Une portée musicale, nous l’avons dit, c’est un repère. Et la géométrie s’invite dès lors spontanément. On va reconnaître, sur certaines partitions, les effets de transformations du plan : translations et symétries ou association des deux. La translation horizontale traduit un décalage temporel, qu’on retrouve dans l’écriture du canon. La translation verticale est, elle, plus ou moins une transposition, c’est-à-dire que l’on joue un même motif plus aigu ou plus grave. La symétrie axiale verticale retourne un motif ou une phrase entière sur elle-même, le tour de force consistant à ce que les deux s’accordent et puissent être joués ensemble. La symétrie axiale horizontale dédouble une voix en une autre, dans un mouvement descendant pour cette seconde s’il était ascendant pour la première. Au moins deux compositeurs majeurs ont utilisé ces procédés, et les ont même combinés. Citons, chronologiquement, Bach (allemand, XVIIIe) puis Mozart (autrichien, XVIIIe) figure 2.

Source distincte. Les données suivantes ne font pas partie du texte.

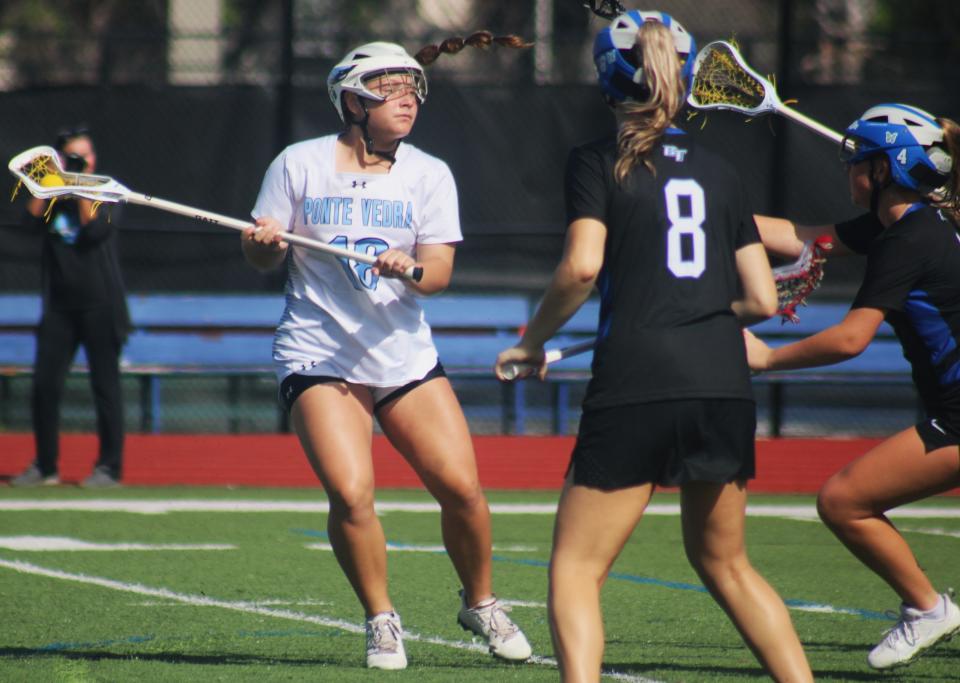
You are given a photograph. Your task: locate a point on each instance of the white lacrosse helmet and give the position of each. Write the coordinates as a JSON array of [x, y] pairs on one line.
[[369, 61]]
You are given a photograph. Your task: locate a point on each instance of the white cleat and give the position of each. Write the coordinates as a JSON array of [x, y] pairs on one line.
[[490, 621], [914, 633], [385, 642]]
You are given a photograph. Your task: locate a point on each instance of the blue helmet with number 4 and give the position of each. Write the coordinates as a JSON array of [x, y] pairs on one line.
[[619, 74], [910, 138]]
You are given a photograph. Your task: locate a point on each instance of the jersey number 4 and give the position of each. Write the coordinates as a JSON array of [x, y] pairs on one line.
[[686, 210]]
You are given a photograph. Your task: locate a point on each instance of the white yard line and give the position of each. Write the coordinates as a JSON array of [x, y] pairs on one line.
[[159, 507], [256, 608], [62, 543]]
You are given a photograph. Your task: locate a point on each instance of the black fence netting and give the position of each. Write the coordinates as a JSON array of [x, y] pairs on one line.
[[189, 100]]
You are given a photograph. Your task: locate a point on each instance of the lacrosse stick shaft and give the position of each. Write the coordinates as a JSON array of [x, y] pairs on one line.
[[513, 370], [414, 273], [805, 120]]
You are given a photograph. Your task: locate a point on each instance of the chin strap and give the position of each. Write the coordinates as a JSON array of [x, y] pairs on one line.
[[390, 156], [875, 187]]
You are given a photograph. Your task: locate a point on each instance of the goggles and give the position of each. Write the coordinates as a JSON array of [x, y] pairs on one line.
[[392, 84]]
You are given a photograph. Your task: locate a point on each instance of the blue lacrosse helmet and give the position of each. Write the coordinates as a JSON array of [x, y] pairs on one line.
[[909, 137], [620, 77]]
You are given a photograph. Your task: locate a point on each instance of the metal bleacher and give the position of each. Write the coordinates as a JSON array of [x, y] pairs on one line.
[[230, 336]]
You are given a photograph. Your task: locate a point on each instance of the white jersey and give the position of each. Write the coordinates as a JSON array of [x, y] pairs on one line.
[[341, 320]]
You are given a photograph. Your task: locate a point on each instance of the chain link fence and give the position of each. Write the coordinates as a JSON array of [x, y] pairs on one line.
[[190, 99]]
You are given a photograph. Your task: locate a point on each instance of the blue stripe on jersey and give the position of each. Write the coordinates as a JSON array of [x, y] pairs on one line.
[[933, 330], [603, 284]]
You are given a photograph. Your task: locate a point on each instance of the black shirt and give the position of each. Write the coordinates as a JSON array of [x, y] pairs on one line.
[[669, 274], [913, 275], [79, 265]]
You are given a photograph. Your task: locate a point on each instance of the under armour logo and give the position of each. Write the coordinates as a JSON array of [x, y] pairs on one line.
[[677, 153]]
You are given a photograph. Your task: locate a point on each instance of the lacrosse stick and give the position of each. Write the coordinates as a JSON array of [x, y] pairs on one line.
[[39, 170], [513, 371], [608, 9], [797, 280], [722, 79]]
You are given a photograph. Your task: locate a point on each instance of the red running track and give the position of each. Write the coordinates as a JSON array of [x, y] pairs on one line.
[[521, 462]]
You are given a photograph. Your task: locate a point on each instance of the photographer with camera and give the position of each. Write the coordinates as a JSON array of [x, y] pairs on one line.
[[83, 303]]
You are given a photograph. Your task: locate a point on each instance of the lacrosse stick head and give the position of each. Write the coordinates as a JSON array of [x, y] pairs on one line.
[[608, 9], [912, 141], [40, 170], [796, 281], [618, 73], [722, 79]]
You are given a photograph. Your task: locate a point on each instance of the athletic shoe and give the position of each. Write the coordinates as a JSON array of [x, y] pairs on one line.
[[490, 621], [100, 479], [914, 633], [385, 642], [32, 476]]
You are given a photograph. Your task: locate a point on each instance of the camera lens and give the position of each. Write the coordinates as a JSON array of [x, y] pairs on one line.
[[75, 163]]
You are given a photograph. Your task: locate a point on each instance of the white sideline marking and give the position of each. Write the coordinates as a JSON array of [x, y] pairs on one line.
[[932, 531], [409, 548], [159, 507], [255, 603], [254, 608], [62, 543]]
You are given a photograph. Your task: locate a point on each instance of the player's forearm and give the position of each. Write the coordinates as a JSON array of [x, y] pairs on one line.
[[263, 258], [779, 236], [565, 295]]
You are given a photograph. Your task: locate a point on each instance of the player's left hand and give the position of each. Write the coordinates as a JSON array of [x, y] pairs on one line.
[[759, 355], [393, 263]]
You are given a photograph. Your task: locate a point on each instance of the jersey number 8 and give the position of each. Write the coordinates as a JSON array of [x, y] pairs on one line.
[[686, 224]]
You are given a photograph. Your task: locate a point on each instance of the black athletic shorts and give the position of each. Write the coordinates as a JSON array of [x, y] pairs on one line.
[[293, 385], [666, 442], [938, 432]]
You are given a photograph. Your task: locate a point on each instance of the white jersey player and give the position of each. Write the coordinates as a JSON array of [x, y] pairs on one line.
[[353, 343], [342, 319]]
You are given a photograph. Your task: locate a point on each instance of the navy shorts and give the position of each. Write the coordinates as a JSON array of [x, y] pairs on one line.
[[293, 385], [938, 432], [666, 442]]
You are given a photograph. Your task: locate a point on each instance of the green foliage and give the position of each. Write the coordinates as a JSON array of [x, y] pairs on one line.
[[659, 623]]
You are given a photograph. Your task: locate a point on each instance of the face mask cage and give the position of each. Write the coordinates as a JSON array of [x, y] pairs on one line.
[[391, 84], [853, 150]]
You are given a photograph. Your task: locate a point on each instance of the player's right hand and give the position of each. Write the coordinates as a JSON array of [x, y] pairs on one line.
[[266, 232]]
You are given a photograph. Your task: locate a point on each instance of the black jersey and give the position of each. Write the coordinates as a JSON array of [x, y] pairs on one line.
[[913, 274], [79, 265], [669, 273]]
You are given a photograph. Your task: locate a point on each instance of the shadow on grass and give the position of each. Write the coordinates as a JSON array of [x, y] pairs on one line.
[[173, 657]]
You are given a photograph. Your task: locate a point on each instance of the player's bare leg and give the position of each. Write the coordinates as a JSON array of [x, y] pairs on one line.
[[591, 528], [335, 426], [853, 501], [427, 426], [713, 532]]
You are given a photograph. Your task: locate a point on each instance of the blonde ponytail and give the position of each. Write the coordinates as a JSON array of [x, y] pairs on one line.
[[642, 124], [950, 204]]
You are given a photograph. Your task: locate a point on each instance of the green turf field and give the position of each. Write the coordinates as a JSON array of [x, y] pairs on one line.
[[196, 584]]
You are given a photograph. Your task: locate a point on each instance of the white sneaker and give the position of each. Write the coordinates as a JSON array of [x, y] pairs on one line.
[[914, 633], [385, 642], [490, 622]]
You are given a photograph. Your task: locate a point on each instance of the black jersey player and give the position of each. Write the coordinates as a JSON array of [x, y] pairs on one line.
[[664, 230], [901, 168]]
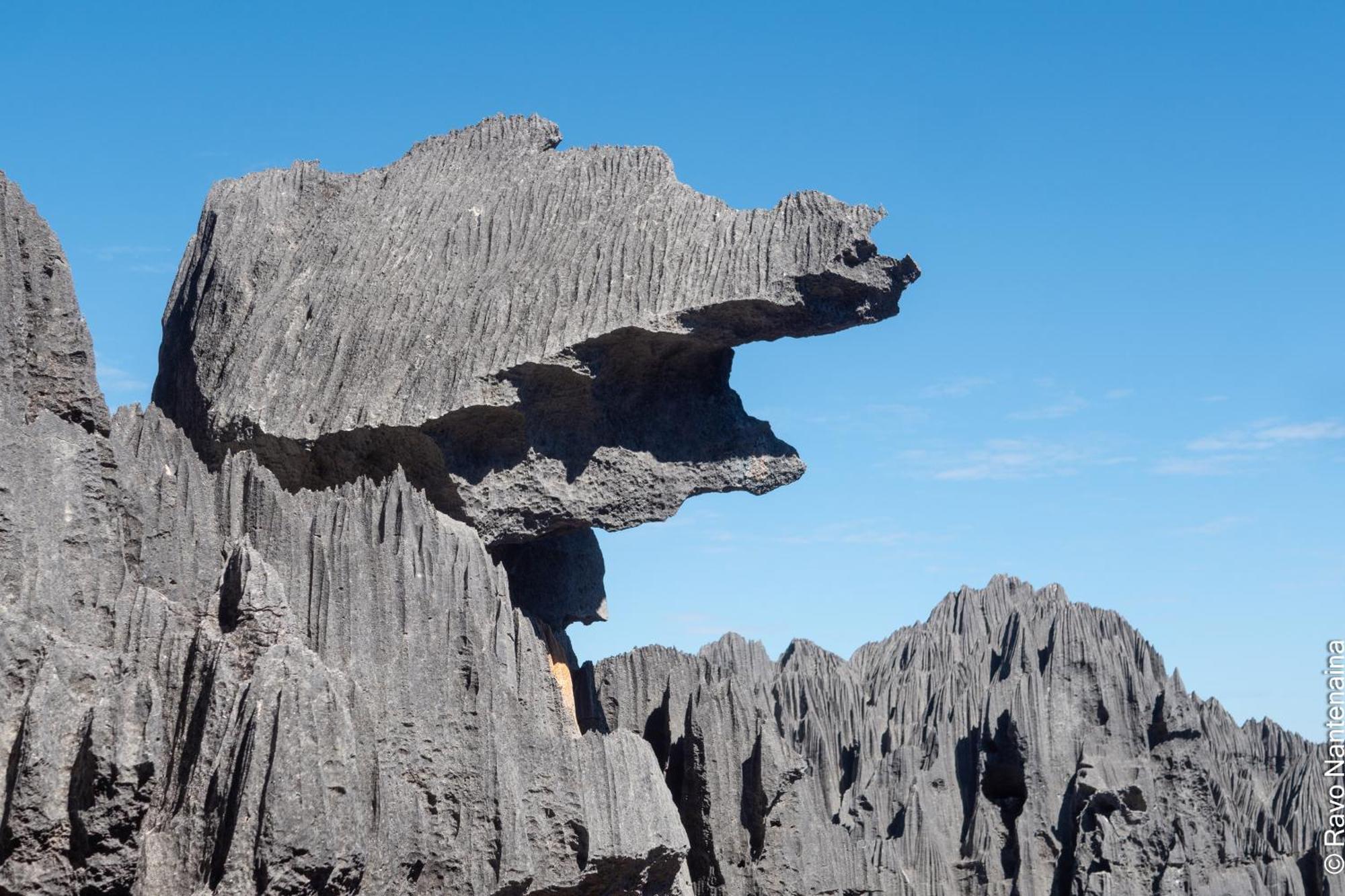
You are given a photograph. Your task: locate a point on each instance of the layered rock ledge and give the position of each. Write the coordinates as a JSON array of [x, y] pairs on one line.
[[299, 627]]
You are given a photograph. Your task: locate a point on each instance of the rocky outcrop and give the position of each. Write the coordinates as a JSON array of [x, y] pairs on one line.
[[541, 338], [213, 684], [1015, 743], [299, 627]]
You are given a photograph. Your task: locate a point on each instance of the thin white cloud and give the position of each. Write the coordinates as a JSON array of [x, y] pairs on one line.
[[1269, 434], [1067, 407], [1234, 450], [956, 388], [1009, 459]]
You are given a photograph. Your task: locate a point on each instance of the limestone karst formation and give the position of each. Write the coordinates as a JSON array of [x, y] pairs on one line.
[[299, 626]]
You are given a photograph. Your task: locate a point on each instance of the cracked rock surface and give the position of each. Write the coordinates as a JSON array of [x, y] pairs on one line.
[[299, 626], [541, 338], [1015, 743]]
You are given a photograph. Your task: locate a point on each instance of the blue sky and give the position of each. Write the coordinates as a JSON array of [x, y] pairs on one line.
[[1121, 370]]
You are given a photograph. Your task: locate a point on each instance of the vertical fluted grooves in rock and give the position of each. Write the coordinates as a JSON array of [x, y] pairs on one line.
[[968, 755], [299, 627]]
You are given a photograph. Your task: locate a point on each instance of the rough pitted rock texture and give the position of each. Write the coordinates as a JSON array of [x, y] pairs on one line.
[[301, 628], [216, 685], [1015, 743], [541, 338]]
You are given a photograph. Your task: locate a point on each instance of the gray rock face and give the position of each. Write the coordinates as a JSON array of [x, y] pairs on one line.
[[301, 626], [1015, 743], [541, 338]]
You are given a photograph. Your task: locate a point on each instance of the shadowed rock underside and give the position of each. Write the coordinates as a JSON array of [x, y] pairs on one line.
[[299, 627]]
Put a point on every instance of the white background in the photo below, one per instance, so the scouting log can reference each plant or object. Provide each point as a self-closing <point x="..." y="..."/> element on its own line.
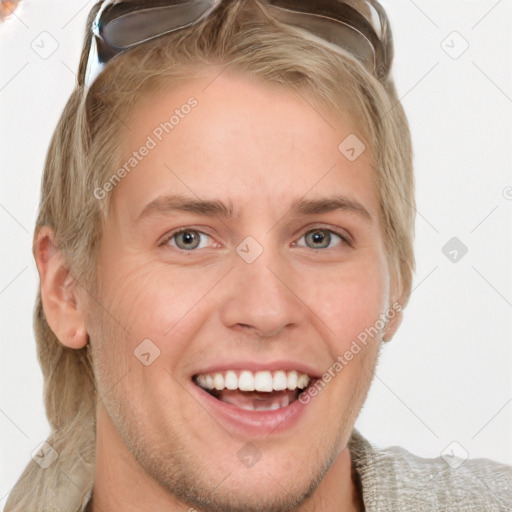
<point x="446" y="376"/>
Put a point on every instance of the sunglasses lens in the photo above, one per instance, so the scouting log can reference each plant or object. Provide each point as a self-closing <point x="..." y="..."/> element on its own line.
<point x="7" y="8"/>
<point x="121" y="31"/>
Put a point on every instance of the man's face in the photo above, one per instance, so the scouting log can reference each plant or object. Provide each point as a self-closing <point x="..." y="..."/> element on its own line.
<point x="251" y="299"/>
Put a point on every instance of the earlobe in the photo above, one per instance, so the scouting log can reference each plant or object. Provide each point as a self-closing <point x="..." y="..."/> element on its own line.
<point x="59" y="292"/>
<point x="394" y="319"/>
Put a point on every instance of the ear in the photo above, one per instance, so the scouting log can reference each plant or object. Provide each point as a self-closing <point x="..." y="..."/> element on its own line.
<point x="59" y="292"/>
<point x="394" y="318"/>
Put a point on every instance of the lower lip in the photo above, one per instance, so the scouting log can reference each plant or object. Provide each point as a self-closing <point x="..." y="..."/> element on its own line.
<point x="251" y="423"/>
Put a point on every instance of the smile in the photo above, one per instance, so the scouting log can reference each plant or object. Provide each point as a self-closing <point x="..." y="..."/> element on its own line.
<point x="254" y="391"/>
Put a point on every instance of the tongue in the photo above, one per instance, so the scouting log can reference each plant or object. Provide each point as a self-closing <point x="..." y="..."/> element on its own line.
<point x="255" y="399"/>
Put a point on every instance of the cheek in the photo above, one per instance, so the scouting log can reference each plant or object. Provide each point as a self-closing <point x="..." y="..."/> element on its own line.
<point x="347" y="298"/>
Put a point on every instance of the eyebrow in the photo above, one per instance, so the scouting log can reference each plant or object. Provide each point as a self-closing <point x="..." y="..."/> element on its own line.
<point x="215" y="208"/>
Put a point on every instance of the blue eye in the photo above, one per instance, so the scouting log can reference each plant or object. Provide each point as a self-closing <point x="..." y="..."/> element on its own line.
<point x="322" y="239"/>
<point x="188" y="239"/>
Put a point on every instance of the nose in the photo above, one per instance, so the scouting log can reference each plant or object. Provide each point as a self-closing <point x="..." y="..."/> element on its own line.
<point x="259" y="297"/>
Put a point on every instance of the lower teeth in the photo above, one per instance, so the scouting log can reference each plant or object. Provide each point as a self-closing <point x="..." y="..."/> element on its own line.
<point x="255" y="401"/>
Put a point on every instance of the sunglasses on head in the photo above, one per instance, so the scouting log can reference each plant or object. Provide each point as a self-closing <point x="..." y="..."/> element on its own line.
<point x="120" y="26"/>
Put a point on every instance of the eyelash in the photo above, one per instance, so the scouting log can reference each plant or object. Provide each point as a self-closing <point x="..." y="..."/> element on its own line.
<point x="343" y="238"/>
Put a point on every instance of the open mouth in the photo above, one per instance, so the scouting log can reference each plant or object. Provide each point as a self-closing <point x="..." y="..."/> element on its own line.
<point x="255" y="391"/>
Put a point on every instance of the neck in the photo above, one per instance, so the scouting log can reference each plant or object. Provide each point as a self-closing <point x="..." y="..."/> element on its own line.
<point x="122" y="484"/>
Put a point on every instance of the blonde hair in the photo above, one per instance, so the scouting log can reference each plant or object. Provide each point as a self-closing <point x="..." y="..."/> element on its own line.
<point x="83" y="155"/>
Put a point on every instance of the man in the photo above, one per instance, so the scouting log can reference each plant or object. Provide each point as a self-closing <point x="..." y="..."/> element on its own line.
<point x="212" y="328"/>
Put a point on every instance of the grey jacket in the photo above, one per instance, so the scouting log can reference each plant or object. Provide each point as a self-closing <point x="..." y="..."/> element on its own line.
<point x="391" y="480"/>
<point x="395" y="480"/>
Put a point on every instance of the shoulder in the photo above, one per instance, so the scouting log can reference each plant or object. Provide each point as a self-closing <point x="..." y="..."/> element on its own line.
<point x="395" y="479"/>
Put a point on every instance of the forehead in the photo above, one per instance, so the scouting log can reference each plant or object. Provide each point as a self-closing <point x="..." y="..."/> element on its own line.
<point x="227" y="136"/>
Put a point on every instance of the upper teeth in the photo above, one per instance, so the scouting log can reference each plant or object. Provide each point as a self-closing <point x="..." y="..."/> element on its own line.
<point x="246" y="380"/>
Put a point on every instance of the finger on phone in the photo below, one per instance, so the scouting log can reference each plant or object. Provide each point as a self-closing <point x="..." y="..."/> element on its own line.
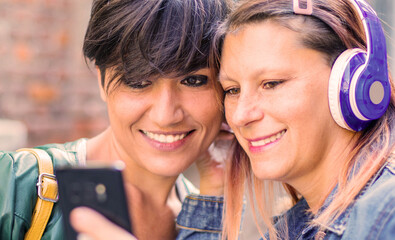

Les probabilités et les statistiques trouvent en musique un champ d’application. Dans une tonalité donnée, certaines notes reviennent plus souvent que d’autres : on parle de degrés forts et de degrés faibles. On peut se livrer, sur une partition donnée, à un décompte comparatif des occurrences de chacune des notes. On peut aussi y inclure des pondérations en fonction des valeurs des notes, c’est-à-dire de leur durée. En probabilités, mentionnons que des compositeurs ont investi le terrain de la musique stochastique, tirant au sort les notes, leur durée, l’instrument qui les exécute selon un hasard rigoureusement contrôlé. Le compositeur grec Xenakis (XXe) était passé maître dans cet art.

La corde sensible

Le calcul sur les puissances, les fractions, la proportionnalité, les racines, voire même le calcul modulaire, jouent un rôle central en solfège, bien que l’on puisse faire de la musique en ignorant les détails conceptuels qui la sous-tendent. Les puissances de deux interviennent par exemple dans la division du temps. Il est un sujet plus riche, à savoir la construction de la gamme, ou, devrions-nous dire, des échelles musicales, tant il y en eut, à travers les âges.

Figure 3 : Ondes.

Commençons par de la physique en prenant une corde, de longueur L, tendue en ses deux extrémités. C’est déjà un instrument de musique, même rudimentaire. Pinçons-la. Cela l’écarte de sa position d’équilibre. L’élongation va se propager dans les deux sens, atteindre les bouts (tête et chevalet dans le cas d’une guitare), s’y réfléchir, parcourir le même chemin en sens inverse, rebondir de nouveau, etc., figure 3 (en trait épais l’allure de la corde, comme superposition de deux ondes progressives, en traits fins). À l’affaiblissement près, le phénomène est périodique et produit un son. Pour entendre mieux qu’un fouettement dans l’air, la corde doit être fixée sur une table qui sert de caisse de résonance. Il s’en échappe ce qu’on appelle dans le langage courant une note.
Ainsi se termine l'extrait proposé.